Some of America’s biggest corporations are (very publicly) raising the minimum wages of their employees. This is better than nothing, but not as good as, say, dangling a CEO by his ankles and shaking him until all of his billions fall out.
Raising wages is better than not raising wages. We can all agree on that. That said, how much moral courage does it take for CEOs to raise wages right now? Even Walmart, for chrissake, implemented widespread raises a full year ago, after years of heavy political pressure from activists. The political climate is clear. Inequality is not going away, and people are pissed, and on top of that, unemployment is relatively low, meaning companies need to compete harder for workers. Not raising wages is the bolder business move at this point.
That fact does not stop companies from extracting the maximum possible PR value from their decision to raise wages.

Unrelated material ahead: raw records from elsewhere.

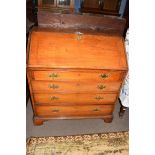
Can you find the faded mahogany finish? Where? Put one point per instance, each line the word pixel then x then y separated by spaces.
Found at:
pixel 74 76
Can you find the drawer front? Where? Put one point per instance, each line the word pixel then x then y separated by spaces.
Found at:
pixel 91 110
pixel 78 76
pixel 71 99
pixel 74 87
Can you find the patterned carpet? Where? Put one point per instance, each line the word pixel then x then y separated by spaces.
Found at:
pixel 75 127
pixel 115 143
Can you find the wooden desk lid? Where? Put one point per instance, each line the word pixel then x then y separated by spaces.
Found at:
pixel 69 50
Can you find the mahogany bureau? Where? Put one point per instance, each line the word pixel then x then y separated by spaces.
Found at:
pixel 74 75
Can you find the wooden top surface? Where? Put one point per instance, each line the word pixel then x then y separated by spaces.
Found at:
pixel 64 50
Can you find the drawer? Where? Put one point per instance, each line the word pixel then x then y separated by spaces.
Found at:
pixel 74 87
pixel 56 75
pixel 89 110
pixel 71 99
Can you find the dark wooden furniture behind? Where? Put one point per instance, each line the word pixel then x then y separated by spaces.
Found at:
pixel 109 7
pixel 83 23
pixel 56 5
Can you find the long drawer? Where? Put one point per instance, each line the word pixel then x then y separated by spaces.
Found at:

Jamie Dimon, who makes $20 million a year presiding over a bank that not so long ago paid $13 billion due to its role in the collapse of mortgage securities that made tens of millions of people decidedly poorer, took to the New York Times op-ed page to bask in his own decision to raise the minimum wage of low-level JPMorgan Chase employees to between $12 and $16.50 per hour, from the current $10.15. If we do some very rough math, assuming that all 18,000 of these employees get an average raise of $3 per hour and work 2000 hours per year, that’s a total additional annual expenditure of $108 million by JPMorgan. Better than nothing, certainly. In the context of a bank that posts profits of more than $5 billion per quarter, this is peanuts.
In that context, it is kind of embarrassing to brag about this move in the New York Times.
Again—raises are better than no raises. But it should be understood that this country is currently in a period of economic inequality not seen in a full century. Wages for low earners must go up. Bragging about raising your minimum wage a few bucks at the moment is a bit like bragging about changing your tire after you ran over a box of nails. Good for you, sure, but if you didn’t do it, the whole system won’t work. When Starbucks (very publicly) announced this week that it is raising minimum wages in company-owned stores by at least 5%, it is worth remembering that this is a company that still is not unionized despite widespread worker complaints and a corporate reputation for liberalism. It is safe to assume a union would raise wages more than 5%. It is also worth remembering that Starbucks’ CEO, an inveterate self-promoter and narcissist, is worth more than $3 billion. All of these points are related.
Should major American companies raise wages? Yes. Should they feel good about themselves because they pay marginally more than fast food chains? No. Should we give fabulously wealthy CEOs moral credit for any of this? No. These are not expenditures on employee welfare. These are investments in workforce stability, PR, and, to a lesser extent, social stability in a nation that is wracked by inequality.
The least we can do is deny them the PR value.